We passed the ruined temple to reach the road. Little of the shrine remained intact. Scarcely one stone stood upon another; it was all a jumble of red rubble. In a twisted mess amidst the debris lay the wrecked body of Yr Gyrem Rua. A single broken wing fluttered in the wind like a tattered flag. The venom of its bite was quick about its grisly work of dissolving the muscled flesh; decay was already far advanced. The stink of the decomposing Wyrm brought tears to our eyes as we rode quickly past.

While it stood, the temple had hidden much of the road that could now be seen stretching out straight and wide, leading on through the forest and away from the river.

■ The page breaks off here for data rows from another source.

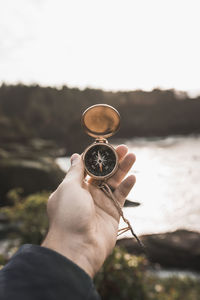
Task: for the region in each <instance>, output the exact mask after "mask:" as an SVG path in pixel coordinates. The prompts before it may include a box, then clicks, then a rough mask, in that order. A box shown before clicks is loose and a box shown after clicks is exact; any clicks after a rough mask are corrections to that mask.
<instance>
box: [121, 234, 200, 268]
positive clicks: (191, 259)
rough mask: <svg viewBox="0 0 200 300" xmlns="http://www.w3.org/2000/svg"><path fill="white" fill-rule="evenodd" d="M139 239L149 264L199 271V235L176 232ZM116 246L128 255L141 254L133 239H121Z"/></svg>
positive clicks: (160, 234) (199, 262)
mask: <svg viewBox="0 0 200 300" xmlns="http://www.w3.org/2000/svg"><path fill="white" fill-rule="evenodd" d="M140 239H141V241H142V242H143V244H144V245H145V248H146V252H147V256H148V259H149V260H150V261H151V262H153V263H158V264H160V265H161V266H163V267H165V268H174V269H175V268H178V269H189V270H195V271H200V233H198V232H192V231H187V230H177V231H175V232H169V233H164V234H152V235H143V236H141V237H140ZM117 244H118V245H119V246H123V247H125V248H126V249H127V251H128V252H129V253H132V254H142V253H143V250H142V249H141V248H140V247H139V245H138V244H137V242H136V241H135V240H134V239H127V238H126V239H121V240H119V241H118V242H117Z"/></svg>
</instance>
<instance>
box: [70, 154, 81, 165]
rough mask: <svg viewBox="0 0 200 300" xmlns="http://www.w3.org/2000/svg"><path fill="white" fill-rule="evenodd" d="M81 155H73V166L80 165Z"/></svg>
mask: <svg viewBox="0 0 200 300" xmlns="http://www.w3.org/2000/svg"><path fill="white" fill-rule="evenodd" d="M79 157H80V156H79V154H77V153H74V154H73V155H72V157H71V164H72V166H75V165H76V164H77V163H78V161H79Z"/></svg>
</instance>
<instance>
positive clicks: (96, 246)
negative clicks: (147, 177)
mask: <svg viewBox="0 0 200 300" xmlns="http://www.w3.org/2000/svg"><path fill="white" fill-rule="evenodd" d="M116 151H117V153H118V157H119V168H118V170H117V172H116V173H115V174H114V175H113V177H111V178H109V179H108V181H107V183H108V185H109V186H111V187H112V188H114V189H115V191H114V195H115V197H116V198H117V200H118V201H119V203H120V204H121V206H123V204H124V202H125V199H126V197H127V195H128V193H129V192H130V190H131V188H132V187H133V185H134V183H135V176H134V175H130V176H128V177H127V178H126V179H125V180H124V181H122V180H123V179H124V177H125V176H126V174H127V172H128V171H129V170H130V168H131V166H132V165H133V163H134V162H135V155H134V154H132V153H129V154H127V152H128V149H127V147H126V146H124V145H121V146H118V147H117V149H116ZM94 183H95V181H94V180H93V179H91V178H90V180H89V181H88V182H86V181H85V180H84V165H83V161H82V158H81V156H80V155H78V154H73V155H72V157H71V168H70V169H69V171H68V173H67V175H66V177H65V179H64V180H63V182H62V183H61V184H60V185H59V187H58V188H57V190H56V191H55V192H54V193H53V194H52V195H51V196H50V198H49V200H48V204H47V213H48V217H49V231H48V234H47V236H46V238H45V240H44V242H43V244H42V246H44V247H48V248H51V249H53V250H55V251H57V252H59V253H61V254H62V255H64V256H66V257H67V258H69V259H71V260H72V261H73V262H74V263H76V264H77V265H79V266H80V267H81V268H82V269H84V270H85V271H86V272H87V273H88V274H89V275H90V276H91V277H93V276H94V275H95V273H96V272H97V271H98V270H99V269H100V267H101V266H102V264H103V262H104V260H105V259H106V257H107V256H108V255H109V254H110V253H111V251H112V250H113V247H114V246H115V243H116V238H117V231H118V224H119V213H118V211H117V209H116V207H115V205H114V203H113V202H112V200H111V199H110V198H108V197H107V196H106V195H105V194H104V192H103V191H101V190H100V189H99V188H98V187H97V186H96V185H95V184H94Z"/></svg>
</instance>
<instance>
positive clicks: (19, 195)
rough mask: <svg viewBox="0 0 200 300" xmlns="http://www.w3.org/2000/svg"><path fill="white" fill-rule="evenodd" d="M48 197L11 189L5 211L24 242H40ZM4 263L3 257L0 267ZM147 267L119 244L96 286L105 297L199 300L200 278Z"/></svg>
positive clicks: (112, 253) (102, 273) (44, 194)
mask: <svg viewBox="0 0 200 300" xmlns="http://www.w3.org/2000/svg"><path fill="white" fill-rule="evenodd" d="M48 196H49V193H48V192H43V193H37V194H33V195H29V196H28V197H26V198H22V197H21V196H20V190H12V191H10V193H9V197H10V198H11V200H13V202H14V205H13V206H12V207H4V208H2V212H3V213H4V214H6V216H7V217H8V218H9V220H10V221H11V222H13V223H14V224H15V225H16V227H18V229H19V230H18V233H17V236H18V237H20V239H21V244H23V243H33V244H41V241H42V240H43V238H44V236H45V233H46V230H47V227H48V221H47V216H46V202H47V199H48ZM13 237H16V235H15V236H13ZM5 262H6V259H5V258H4V257H3V256H0V268H1V266H2V265H4V263H5ZM147 270H148V263H147V260H146V258H144V257H141V256H134V255H130V254H128V253H127V252H126V251H125V250H123V249H122V248H119V247H116V248H115V249H114V251H113V253H112V254H111V255H110V256H109V257H108V258H107V260H106V262H105V263H104V265H103V267H102V268H101V270H100V271H99V272H98V274H97V276H96V278H95V285H96V287H97V289H98V291H99V293H100V295H101V297H102V300H116V299H117V300H199V295H200V279H199V280H198V279H192V278H189V277H175V276H173V277H169V278H161V277H159V276H157V275H156V274H154V273H149V272H148V271H147Z"/></svg>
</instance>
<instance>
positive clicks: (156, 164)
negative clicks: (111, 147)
mask: <svg viewBox="0 0 200 300" xmlns="http://www.w3.org/2000/svg"><path fill="white" fill-rule="evenodd" d="M123 143H124V144H126V145H127V146H128V147H129V151H130V152H133V153H135V154H136V157H137V160H136V163H135V165H134V166H133V168H132V169H131V170H130V172H129V174H135V175H136V178H137V182H136V185H135V187H134V188H133V190H132V191H131V192H130V194H129V196H128V199H130V200H133V201H137V202H140V203H141V205H140V206H138V207H134V208H124V214H125V216H126V217H127V218H128V219H129V220H130V222H131V224H132V226H133V228H134V230H135V232H136V233H137V234H139V235H141V234H151V233H162V232H168V231H174V230H176V229H187V230H194V231H199V232H200V136H188V137H183V136H180V137H167V138H164V139H158V138H156V139H141V138H140V139H132V140H125V141H123ZM57 162H58V164H59V165H60V166H61V167H62V169H64V170H65V171H66V170H67V169H68V168H69V165H70V161H69V158H58V160H57ZM121 226H122V224H121ZM124 236H130V235H129V234H128V233H127V234H125V235H124Z"/></svg>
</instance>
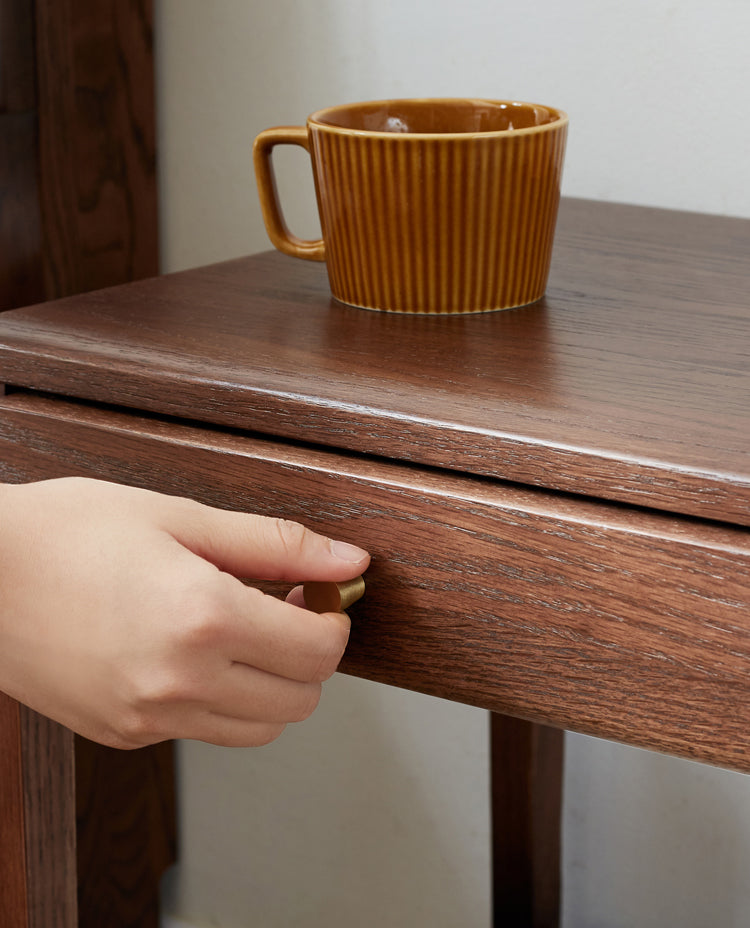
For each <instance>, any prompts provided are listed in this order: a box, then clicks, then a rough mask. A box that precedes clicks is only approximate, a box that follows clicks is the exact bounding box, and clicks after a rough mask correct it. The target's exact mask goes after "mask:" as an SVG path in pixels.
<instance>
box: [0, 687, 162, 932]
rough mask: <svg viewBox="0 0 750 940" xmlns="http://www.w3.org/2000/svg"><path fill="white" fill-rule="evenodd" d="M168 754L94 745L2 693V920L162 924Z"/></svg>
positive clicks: (134, 926) (0, 878)
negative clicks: (161, 889) (162, 896)
mask: <svg viewBox="0 0 750 940" xmlns="http://www.w3.org/2000/svg"><path fill="white" fill-rule="evenodd" d="M172 753H173V751H172V744H171V742H167V743H166V744H160V745H155V746H154V747H150V748H143V749H141V750H137V751H116V750H113V749H111V748H105V747H101V746H99V745H96V744H92V742H90V741H86V740H85V739H83V738H77V737H76V736H75V735H73V734H72V733H71V732H70V731H68V730H67V729H66V728H63V727H62V726H61V725H58V724H57V723H56V722H53V721H50V720H49V719H47V718H44V717H43V716H42V715H39V714H37V713H36V712H34V711H32V710H31V709H28V708H25V707H24V706H23V705H19V704H18V702H16V701H14V700H13V699H11V698H9V697H8V696H6V695H3V694H2V693H0V829H1V831H2V839H0V927H78V926H80V927H94V926H96V927H102V926H106V927H148V926H157V925H158V921H159V907H158V904H159V881H160V879H161V875H162V874H163V872H164V870H165V868H166V867H167V865H169V864H170V863H171V862H172V861H174V858H175V828H176V824H175V807H174V780H173V764H172Z"/></svg>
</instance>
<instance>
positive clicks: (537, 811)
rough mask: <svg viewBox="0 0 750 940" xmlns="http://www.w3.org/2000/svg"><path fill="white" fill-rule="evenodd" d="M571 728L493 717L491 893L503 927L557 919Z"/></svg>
mask: <svg viewBox="0 0 750 940" xmlns="http://www.w3.org/2000/svg"><path fill="white" fill-rule="evenodd" d="M563 738H564V735H563V732H562V731H560V730H559V729H558V728H550V727H546V726H545V725H540V724H534V723H532V722H529V721H519V720H518V719H517V718H511V717H510V716H508V715H498V714H494V713H493V714H492V715H491V718H490V759H491V761H492V896H493V911H494V925H495V926H496V927H557V926H559V919H560V892H561V871H560V844H561V836H562V833H561V819H562V786H561V782H562V776H563V752H564V740H563Z"/></svg>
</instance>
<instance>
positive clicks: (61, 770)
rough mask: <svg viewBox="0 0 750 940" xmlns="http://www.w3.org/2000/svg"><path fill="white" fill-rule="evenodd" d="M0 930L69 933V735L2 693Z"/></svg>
mask: <svg viewBox="0 0 750 940" xmlns="http://www.w3.org/2000/svg"><path fill="white" fill-rule="evenodd" d="M0 774H1V775H2V776H1V778H0V788H1V789H0V792H1V793H2V797H0V814H1V815H0V825H1V826H2V833H3V838H2V840H1V847H0V881H1V882H2V886H1V887H0V925H1V926H3V927H10V926H18V927H75V926H76V925H77V910H76V865H75V784H74V768H73V735H72V734H71V732H70V731H68V730H67V729H65V728H62V727H61V726H60V725H58V724H56V723H55V722H53V721H49V720H48V719H47V718H44V717H43V716H41V715H38V714H36V712H33V711H31V710H30V709H28V708H24V706H23V705H19V704H18V702H16V701H14V700H13V699H11V698H8V696H6V695H3V694H2V693H0Z"/></svg>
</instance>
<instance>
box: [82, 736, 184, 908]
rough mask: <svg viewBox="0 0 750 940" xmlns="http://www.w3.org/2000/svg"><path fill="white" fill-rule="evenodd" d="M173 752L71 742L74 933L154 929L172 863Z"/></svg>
mask: <svg viewBox="0 0 750 940" xmlns="http://www.w3.org/2000/svg"><path fill="white" fill-rule="evenodd" d="M172 751H173V745H172V742H171V741H170V742H165V743H164V744H158V745H154V746H152V747H147V748H142V749H140V750H138V751H117V750H114V749H112V748H107V747H102V746H100V745H96V744H93V743H92V742H91V741H87V740H86V739H85V738H81V737H76V740H75V762H76V815H77V819H78V900H79V909H80V912H81V914H80V918H79V926H80V927H158V926H159V884H160V881H161V876H162V874H163V873H164V871H165V870H166V868H167V867H168V866H169V865H171V864H172V862H173V861H174V860H175V857H176V843H177V834H176V812H175V802H174V770H173V754H172Z"/></svg>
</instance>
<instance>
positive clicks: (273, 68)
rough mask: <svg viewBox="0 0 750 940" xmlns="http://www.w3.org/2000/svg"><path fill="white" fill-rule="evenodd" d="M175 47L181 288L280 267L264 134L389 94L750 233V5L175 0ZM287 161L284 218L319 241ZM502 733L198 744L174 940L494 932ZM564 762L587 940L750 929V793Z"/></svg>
mask: <svg viewBox="0 0 750 940" xmlns="http://www.w3.org/2000/svg"><path fill="white" fill-rule="evenodd" d="M156 26H157V52H158V59H157V67H158V76H157V78H158V104H159V116H160V127H159V147H160V160H161V168H160V171H161V193H162V236H163V247H162V257H163V267H164V269H165V270H177V269H180V268H185V267H190V266H193V265H196V264H203V263H208V262H211V261H216V260H221V259H224V258H227V257H233V256H237V255H242V254H247V253H250V252H253V251H260V250H265V249H267V248H269V247H270V246H269V243H268V241H267V239H266V236H265V233H264V231H263V228H262V223H261V221H260V215H259V211H258V205H257V196H256V193H255V188H254V181H253V178H252V171H251V163H250V151H251V146H252V140H253V137H254V136H255V134H256V133H257V132H258V131H259V130H261V129H263V128H265V127H268V126H272V125H275V124H287V123H290V124H301V123H304V119H305V117H306V115H307V114H308V113H310V112H311V111H313V110H315V109H316V108H319V107H323V106H326V105H329V104H335V103H340V102H344V101H354V100H360V99H365V98H376V97H377V98H379V97H390V96H393V97H395V96H409V95H476V96H486V97H500V98H520V99H526V100H532V101H540V102H543V103H548V104H552V105H556V106H559V107H562V108H563V109H565V110H567V111H568V112H569V114H570V117H571V127H570V141H569V146H568V154H567V161H566V175H565V180H564V191H565V193H567V194H568V195H579V196H586V197H591V198H603V199H611V200H614V201H621V202H631V203H639V204H651V205H658V206H664V207H672V208H685V209H693V210H698V211H707V212H716V213H724V214H734V215H739V216H743V217H750V185H749V184H748V169H747V167H748V154H749V153H750V121H748V119H747V116H746V113H745V112H746V96H747V94H746V93H747V89H748V88H750V56H748V54H747V48H748V40H750V3H748V2H746V0H626V2H622V0H524V2H522V3H519V2H517V0H508V2H505V0H461V2H448V0H254V2H253V0H210V2H209V0H157V21H156ZM288 150H289V151H290V152H289V153H287V154H285V155H283V157H284V159H283V162H281V163H280V165H281V167H282V176H283V193H284V196H285V199H286V202H287V205H288V207H289V212H288V216H289V220H290V222H291V223H292V224H293V227H295V228H296V229H297V231H298V234H301V235H305V236H310V235H314V234H315V232H316V220H315V213H314V208H313V200H312V194H311V183H310V176H309V169H308V168H307V165H306V164H305V156H304V154H303V153H302V151H299V152H297V151H296V148H295V149H294V150H293V148H288ZM280 156H281V155H280ZM300 263H303V262H300ZM486 732H487V728H486V716H485V715H484V714H483V713H482V712H479V711H477V710H474V709H470V708H464V707H462V706H457V705H453V704H449V703H445V702H441V701H437V700H433V699H429V698H426V697H423V696H418V695H411V694H408V693H404V692H400V691H397V690H392V689H387V688H382V687H379V686H376V685H372V684H370V683H363V682H357V681H355V680H351V679H347V678H345V677H335V678H334V679H333V680H332V681H331V683H329V687H328V688H327V690H326V694H324V697H323V702H322V704H321V706H320V708H319V709H318V711H317V712H316V714H315V715H314V716H313V718H312V719H310V720H309V721H308V722H307V723H305V724H304V725H302V726H299V727H294V728H291V729H289V730H288V731H287V732H286V733H285V735H284V736H282V738H281V739H280V740H279V741H278V742H276V743H275V744H274V745H272V746H270V747H269V748H266V749H262V750H260V751H248V752H242V751H240V752H237V751H222V750H220V749H216V748H211V747H209V746H205V745H200V744H195V743H185V744H183V745H181V746H180V749H179V761H180V792H179V795H180V807H181V829H182V857H181V862H180V864H179V866H178V867H177V868H176V869H175V871H174V872H172V873H171V875H170V877H169V879H168V880H167V883H166V888H165V909H166V915H167V922H168V923H173V922H182V921H184V922H188V923H196V924H202V923H212V924H218V925H222V926H295V925H297V926H328V927H332V926H409V925H414V926H433V927H434V926H454V925H455V926H484V925H488V924H489V846H488V840H487V827H488V822H489V810H488V805H487V769H488V757H487V734H486ZM567 747H568V750H567V761H566V781H565V787H566V789H565V820H564V923H565V924H566V925H569V926H594V925H612V926H659V925H671V926H686V925H696V926H698V925H712V926H746V925H748V924H750V890H748V888H750V778H748V777H745V776H743V775H739V774H732V773H729V772H726V771H721V770H717V769H714V768H710V767H704V766H701V765H697V764H692V763H689V762H686V761H680V760H676V759H673V758H667V757H664V756H662V755H657V754H649V753H646V752H642V751H638V750H635V749H631V748H626V747H622V746H618V745H614V744H610V743H607V742H602V741H593V740H591V739H587V738H584V737H581V736H577V735H569V736H568V744H567Z"/></svg>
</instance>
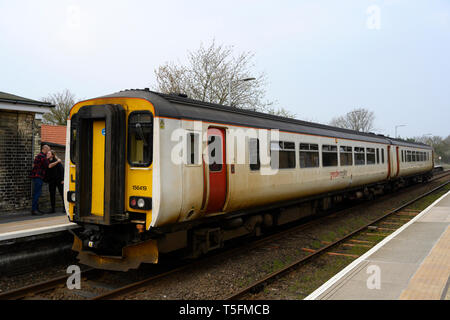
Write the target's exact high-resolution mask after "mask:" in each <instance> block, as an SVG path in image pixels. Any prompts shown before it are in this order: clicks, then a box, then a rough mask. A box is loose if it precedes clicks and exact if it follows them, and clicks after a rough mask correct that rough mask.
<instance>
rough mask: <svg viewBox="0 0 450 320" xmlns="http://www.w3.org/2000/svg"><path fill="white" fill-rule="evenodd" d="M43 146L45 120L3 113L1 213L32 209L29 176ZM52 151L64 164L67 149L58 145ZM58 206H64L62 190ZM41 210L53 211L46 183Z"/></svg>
mask: <svg viewBox="0 0 450 320" xmlns="http://www.w3.org/2000/svg"><path fill="white" fill-rule="evenodd" d="M33 126H34V150H33V146H32V145H33V144H32V141H33ZM40 146H41V120H35V119H34V114H33V113H23V112H9V111H3V110H1V111H0V214H1V213H2V212H8V213H10V212H18V211H28V210H31V196H32V183H31V179H30V178H29V173H30V171H31V168H32V167H33V160H34V157H35V156H36V155H37V154H38V153H39V152H40ZM51 148H52V149H54V150H55V152H56V153H57V155H58V157H59V158H61V159H62V160H63V165H64V158H65V150H64V148H62V147H58V146H54V145H52V146H51ZM56 207H57V208H58V207H62V202H61V197H60V196H59V193H58V191H56ZM39 208H40V209H41V210H47V209H49V208H50V193H49V191H48V184H46V183H45V184H44V185H43V188H42V195H41V198H40V199H39Z"/></svg>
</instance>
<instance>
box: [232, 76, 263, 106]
mask: <svg viewBox="0 0 450 320" xmlns="http://www.w3.org/2000/svg"><path fill="white" fill-rule="evenodd" d="M252 80H256V78H245V79H238V80H231V79H230V81H229V82H228V104H229V105H230V107H231V84H232V83H233V82H239V81H243V82H244V81H252Z"/></svg>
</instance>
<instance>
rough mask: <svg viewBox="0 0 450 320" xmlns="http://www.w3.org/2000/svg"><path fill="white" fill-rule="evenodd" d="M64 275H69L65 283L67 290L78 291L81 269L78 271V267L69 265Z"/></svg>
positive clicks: (80, 276) (79, 280)
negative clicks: (66, 286) (68, 276)
mask: <svg viewBox="0 0 450 320" xmlns="http://www.w3.org/2000/svg"><path fill="white" fill-rule="evenodd" d="M66 273H67V274H70V276H69V277H68V278H67V281H66V286H67V289H69V290H73V289H77V290H80V289H81V269H80V267H79V266H77V265H70V266H68V267H67V270H66Z"/></svg>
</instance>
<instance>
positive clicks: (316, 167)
mask: <svg viewBox="0 0 450 320" xmlns="http://www.w3.org/2000/svg"><path fill="white" fill-rule="evenodd" d="M317 167H319V145H317V144H310V143H300V168H317Z"/></svg>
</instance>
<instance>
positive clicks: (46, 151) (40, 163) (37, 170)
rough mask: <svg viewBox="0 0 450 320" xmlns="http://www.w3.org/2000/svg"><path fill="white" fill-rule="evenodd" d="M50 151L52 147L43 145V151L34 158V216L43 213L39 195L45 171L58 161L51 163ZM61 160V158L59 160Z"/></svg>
mask: <svg viewBox="0 0 450 320" xmlns="http://www.w3.org/2000/svg"><path fill="white" fill-rule="evenodd" d="M48 151H50V147H49V146H48V145H46V144H44V145H43V146H42V147H41V152H40V153H39V154H38V155H37V156H36V157H35V158H34V163H33V169H32V170H31V175H30V178H31V179H33V203H32V206H31V214H32V215H33V216H39V215H41V214H43V212H42V211H40V210H39V208H38V205H39V197H40V196H41V192H42V184H43V183H44V178H45V173H46V171H47V168H49V167H53V166H56V164H57V163H58V162H57V161H56V162H54V163H52V164H50V165H49V163H48V159H47V152H48ZM59 162H61V160H59Z"/></svg>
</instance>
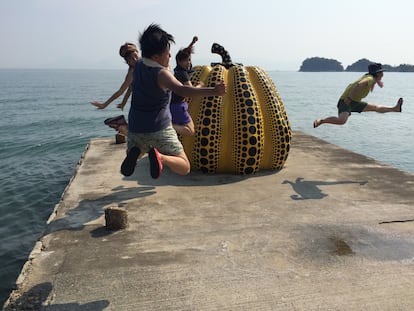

It was, as Scatha had said, a proper high road: paved with flat stone, fitted together so closely and with such cunning that no grass grew between the joins.

“Show me the evidence of its use,” I said as Tegid reined in beside me.

“You will see it just ahead,” he replied. We continued on a short distance and stopped. Tegid dismounted and led me to the side of the road. There, nestled like round, brown eggs in the long grass, I saw the droppings of perhaps three or four horses. A little way beyond, the grass was trampled and matted where a camp had been established. There was no evidence of a fire, so we could not tell how long ago the travelers had sojourned there. Nevertheless, I reckoned it could not have been more than a few days. We returned to our horses, remounted, and moved out upon the high road with a better heart than at any time since entering the Foul Land.